Bu değerler kulağa oldukça iyi geliyor, doğru. Fakat 1,7 tonun üzerindeki ağırlığını göz ardı etmemek gerekiyor; yeni nesil Astra bir önceki nesilden önemli derecede hafif ve fazla kilolarından kurtulmuş durumda; aynı gelişim bir sonraki nesil Insignia’da da bekleniyor. Kalkışlarda biraz ağırkanlı bir yaklaşım gösteren otomobilin ara hızlanmaları ve yüksek hızlardaki hızlanma potansiyeli oldukça iyi durumda. 6 ileri vitesli tork konvertörlü şanzımanın çalışma karakteriyse, 1,6 litrelik dizel motordakinden çok daha başarılı ve hızlı şekilde vites düşürebiliyor. Yine de vites büyütme konusunda biraz uyuşuk davranan şanzımanın genel anlamda bıraktığı izlenim başarılı. Fakat 100 km’de ortalama 10 litre olan yakıt tüketimi kulağa pek makul gelmiyor. Insignia’nın elinin güçlü olduğu yönler, bana sorarsanız yükek konfor seviyesi. Otomobil, çok yüksek hızlar dışında rüzgar, süspansiyon ve yuvarlanma gürültülerini başarıyla filtreleyebiliyor ve bu huzurlu ortamı tek bozan şey, dizel motorun yüksek devirlerdeki zevksiz sesi oluyor. Süspansiyon sistemi sıkı ve tok hissettirirken başarıyla darbeleri sönümleyebiliyor ve gövde salınımı da oldukça az. Sürüş kalitesi gerçekten yüksek olan Insignia’nın dört tekerlekten çekiş sistemi de tüm bu durumu destekleyici halde.

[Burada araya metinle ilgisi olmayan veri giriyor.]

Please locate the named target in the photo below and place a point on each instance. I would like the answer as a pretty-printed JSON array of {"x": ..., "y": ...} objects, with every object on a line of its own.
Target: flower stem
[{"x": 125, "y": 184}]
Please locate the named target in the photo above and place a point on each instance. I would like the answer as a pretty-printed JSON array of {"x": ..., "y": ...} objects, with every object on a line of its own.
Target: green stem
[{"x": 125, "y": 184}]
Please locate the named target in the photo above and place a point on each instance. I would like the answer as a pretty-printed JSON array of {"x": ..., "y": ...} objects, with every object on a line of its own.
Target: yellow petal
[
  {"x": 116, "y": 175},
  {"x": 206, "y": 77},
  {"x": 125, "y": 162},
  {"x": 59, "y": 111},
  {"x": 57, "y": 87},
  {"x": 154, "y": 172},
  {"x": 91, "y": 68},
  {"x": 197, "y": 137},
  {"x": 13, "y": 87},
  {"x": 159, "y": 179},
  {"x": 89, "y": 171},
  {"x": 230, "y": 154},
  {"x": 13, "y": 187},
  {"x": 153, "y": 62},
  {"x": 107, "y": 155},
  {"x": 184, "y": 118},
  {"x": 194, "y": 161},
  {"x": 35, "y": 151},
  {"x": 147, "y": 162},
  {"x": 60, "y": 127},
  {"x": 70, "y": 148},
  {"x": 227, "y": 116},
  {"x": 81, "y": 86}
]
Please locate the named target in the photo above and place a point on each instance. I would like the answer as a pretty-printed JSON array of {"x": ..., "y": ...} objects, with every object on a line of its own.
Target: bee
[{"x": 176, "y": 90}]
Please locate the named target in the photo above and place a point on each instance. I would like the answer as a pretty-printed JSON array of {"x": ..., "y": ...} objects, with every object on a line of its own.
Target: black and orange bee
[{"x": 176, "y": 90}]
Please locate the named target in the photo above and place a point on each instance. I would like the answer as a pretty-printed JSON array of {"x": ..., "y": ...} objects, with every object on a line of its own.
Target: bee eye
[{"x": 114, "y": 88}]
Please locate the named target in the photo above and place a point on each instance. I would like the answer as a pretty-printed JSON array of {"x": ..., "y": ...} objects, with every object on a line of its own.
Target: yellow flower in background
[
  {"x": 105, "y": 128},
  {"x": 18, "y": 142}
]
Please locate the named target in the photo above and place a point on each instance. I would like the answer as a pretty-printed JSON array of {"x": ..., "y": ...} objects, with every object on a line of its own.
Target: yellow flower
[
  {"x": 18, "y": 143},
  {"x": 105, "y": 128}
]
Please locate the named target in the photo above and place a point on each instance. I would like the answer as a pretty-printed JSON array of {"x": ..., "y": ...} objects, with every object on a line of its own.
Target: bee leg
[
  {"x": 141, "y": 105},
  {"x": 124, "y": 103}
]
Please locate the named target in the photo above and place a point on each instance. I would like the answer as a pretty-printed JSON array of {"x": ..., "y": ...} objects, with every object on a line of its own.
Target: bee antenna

Gücü ihtiyaç duyduğu noktalarda arka aksa da aktaran sistem sayesinde otomobilin önden kayma eğilimi törpülenmiş ve daha iyi bir gövde kontrolü sağlanmış. Dar virajlarda keyifli şekilde arkadan kayma eğilimine giren Insignia’nın ESP sistemi biraz işi sıkıya alarak erken tepkiler verse de sıkıntı yok. Otomobilin geri kalanıysa, bildiğimiz Insignia. Önde ve arkada gayet iyi bir yaşam alanına sahip olan otomobilin bagaj hacmi de iyi. İç mekandaki malzeme ve işçilik kalitesi de sınıf standartlarında. Görüş açıları gerçekten kötü olan Insignia’yı şehiriçinde kullanmak için ekstra dikkatli olmak gerekiyor. 4842 mm’lik boyuyla iri bir otomobil olan Insignia’nın yeni dokunmatik multi medya sistemiyse eski sisteme oranla daha kullanışlı. Dokunmatik havalandırma kumandalarıysa pek zekice tasarlanmamış ve sinir bozucu olabiliyor. Tamam biliyorum, sağ alt köşedeki fiyat hanesine garip bakışlar atıyorsunuz; fakat 170 bin TL’ye yakın olan satış fiyatının tek sorumlusu saçma vergilendirme sistemimiz. Bu otomobili sıfır kilometre olarak satın almaktan ziyade, ileride çok daha düşük bir fiyatla ikinci el olarak tercih etmek daha mantıklı bir seçim olabilir.